Elasticsearch or Rockset for Real-Time Analytics: How Much Query Flexibility Do You Have?
February 25, 2021
It’s difficult to create data analytics systems that can easily query across your various data sources while maintaining fast performance and real-time capabilities.
In an attempt to mitigate these challenges, many companies are turning to more modern database solutions. Two of these real-time analytics solutions are Elasticsearch and Rockset.
Elasticsearch, originally developed for text search, has recently tried to push into the data analytics space. However, Elasticsearch has several limitations that make it less suitable when it comes to running more complex analytical queries.

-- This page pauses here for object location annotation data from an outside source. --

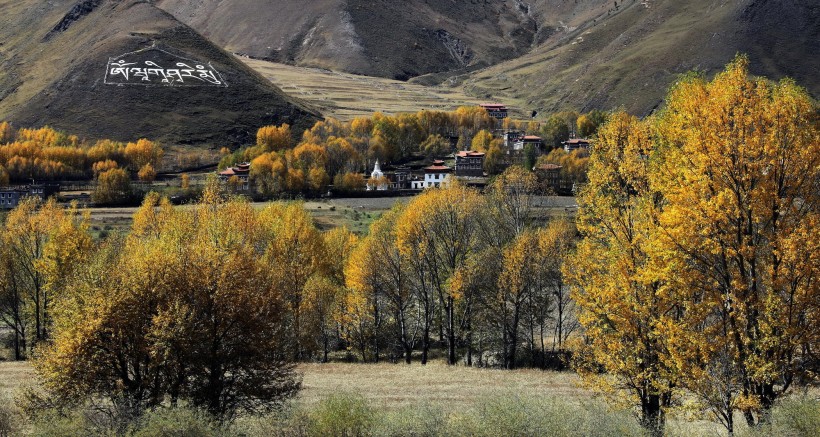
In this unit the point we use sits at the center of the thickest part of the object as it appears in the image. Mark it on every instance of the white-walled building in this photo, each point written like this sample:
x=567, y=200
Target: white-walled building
x=435, y=176
x=377, y=180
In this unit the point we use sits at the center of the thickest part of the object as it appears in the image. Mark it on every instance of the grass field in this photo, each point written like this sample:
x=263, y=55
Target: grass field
x=354, y=213
x=452, y=390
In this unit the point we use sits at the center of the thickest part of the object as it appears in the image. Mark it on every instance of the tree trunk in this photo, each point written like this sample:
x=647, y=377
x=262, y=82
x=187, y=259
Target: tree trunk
x=652, y=417
x=425, y=342
x=451, y=332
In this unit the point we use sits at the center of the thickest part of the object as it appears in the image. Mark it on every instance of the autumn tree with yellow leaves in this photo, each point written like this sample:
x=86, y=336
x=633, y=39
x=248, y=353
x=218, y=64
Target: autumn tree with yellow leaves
x=621, y=305
x=699, y=263
x=41, y=246
x=739, y=175
x=185, y=308
x=439, y=231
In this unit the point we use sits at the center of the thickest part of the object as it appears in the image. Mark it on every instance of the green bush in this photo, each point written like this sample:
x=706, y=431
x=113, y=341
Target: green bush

Rockset, on the other hand, provides full-featured SQL and an API endpoint interface that allows developers to quickly join across data sources like DynamoDB and Kafka. Rockset also automatically indexes your data without manual intervention in a Converged Index—in a search index, a columnar index, and a row index—making it adept at running a variety of complex analytics.

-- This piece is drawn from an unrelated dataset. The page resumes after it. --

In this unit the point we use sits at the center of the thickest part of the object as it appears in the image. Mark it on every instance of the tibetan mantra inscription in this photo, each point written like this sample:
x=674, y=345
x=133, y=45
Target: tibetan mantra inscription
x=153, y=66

In this article we’ll compare the ease and flexibility of querying data using Rocket and Elasticsearch.
Why Query Flexibility Is Important for Real-Time Analytics
Companies are turning to real-time analytics to help drive operationally critical decisions. For example, a company might use real-time analytics on data such as daily active users and page load times to help detect outages of their apps on a regional level. Waiting until their batch reports load to see if their apps are down could mean millions of dollars of lost opportunity.

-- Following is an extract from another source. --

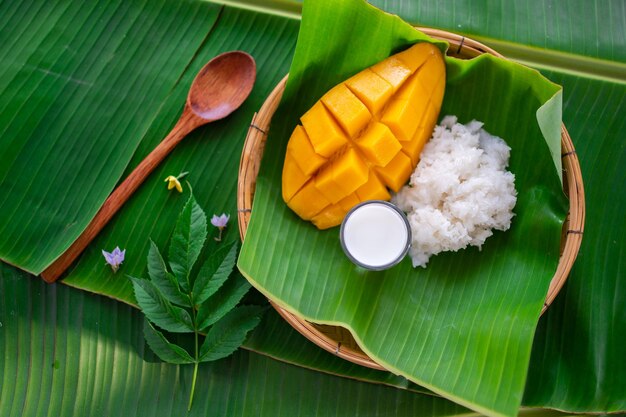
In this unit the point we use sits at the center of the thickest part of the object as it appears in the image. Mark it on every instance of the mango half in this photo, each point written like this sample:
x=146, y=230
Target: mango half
x=364, y=136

This is one of the many reasons developers rely on Elasticsearch or Rockset—for the ability to query data fast. This is because highly performant, accurate, and real-time analytics have become increasingly necessary for companies to better manage factories, calculate live pricing, and provide better service to website users.
This can be a challenge, though. A lot of data systems that provide real-time analytics require non-trivial ETL (extract, transform, load) to get the data into the “right” shape, or may not provide the analytical functionality required by the application. For example, you might have to develop a real-time data pipeline using a tool like Kafka just to get the data in a format that allows you to aggregate or join data in a performant manner.
Let’s look at how Elasticsearch and Rockset stack up with these considerations in mind.
Analyze Semi-Structured Data As Is
The data feeding modern applications is rarely in neat little tables. Instead, this data is often semi-structured in JSON or arrays.
Often this lack of structure forces developers to spend a lot of their time engineering ETL and data pipelines so that analysts can access the complex datasets. This takes a lot of time and is often a slow process that doesn’t work well for anybody.
Rockset doesn’t require you to ETL your data and it provides several helpful features that allow engineers to optimize their time rather than spending it developing data pipelines.
Rockset’s Smart Schemas feature automatically detects and creates a schema based on the exact data present. Some tools attempt to do this by just detecting the values of the first few records, but Rockset creates a schema based on every record, field, and type in the data set. And Rockset will not reject data that does not fit an existing schema. Instead it creates a new field or data type if it encounters new data.
Developers can also forgo configuring the data maps they would likely have to implement if they were using Elasticsearch. Rockset’s flexibility makes it possible for developers to spend less time developing ETL and mapping data, and more time actually developing their products.
Figure 1: Example of a Smart Schema where the
zip field contains values of different types
SQL Joins and Aggregations
Another benefit Rockset offers over Elasticsearch is easily running SQL and aggregation queries. Rockset supports full-featured SQL, enabling filtering, sorting, aggregating, and joining data in SQL. As the de facto language for data management, running SQL allows many users to easily access Rockset or port their queries from other databases to Rockset without any additional training.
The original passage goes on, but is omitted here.